An article titled Developers Don't Write Documentation can be found at OpenXource. It is written with some wit and is worth reading. As the article's title expresses, it is the opinion of the author that developers shouldn't focus on writing documentation. Documentation is meant here as documentation for the user of the software not technical documentation I assume.

Well, I also assume that most developers love to code or construct and develop an architecture but don't like to write that much plain text for the stupid user (ironically, of course). This seems human. When working on a doctorate you notice that thinking about great ideas, getting inspirations, drawing graphics and schemata is refreshing and satisfying most time. But when it comes to clearly structuring the stuff, choosing correct, concise and consistent formulations (3 C's Law?) then the brain soon gets stuck, often.

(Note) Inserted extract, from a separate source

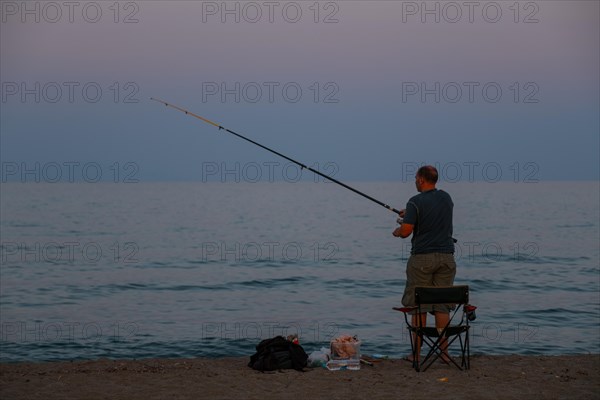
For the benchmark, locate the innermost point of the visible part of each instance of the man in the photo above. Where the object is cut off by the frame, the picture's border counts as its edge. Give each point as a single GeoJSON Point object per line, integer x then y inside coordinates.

For coding software the reason could be the break in paradigms between writing code and writing natural language. The latter implies a more or less informal system, a non-consistent grammar, ambiguous expressions and no compiler checking everything. The only thing you have at hand is perhaps the word processor aiding to some extend with simple grammar checks embodying the intelligence of a stupid child (which is astonishing as intelligent software is rare and hard to craft, IMO).

Test-Driven Development
There always is a problem letting an outsider (not a developer) write documentation. How does he know in which way the system works and what the intentions of the developers are? In my eyes, a documenter needs to understand at least a bit of software development. And if he knows too much, he would probably love to code and would not be the right person for documenting.

To get out of the mess a little, I like to suggest the idea of Test-Driven Development (TDD). TDD is not only a possibility of validating your code work as expected but also (or mainly!) a documentation tool. TDD expresses what your code should do. It's the same with Design Patterns, although many people don't recognize the documentation power of both Design Patterns and TDD!

So go write your tests and with that create a basis for other people understand your well-validated masterpiece in order to write documentation for it. Isn't that a valid approach?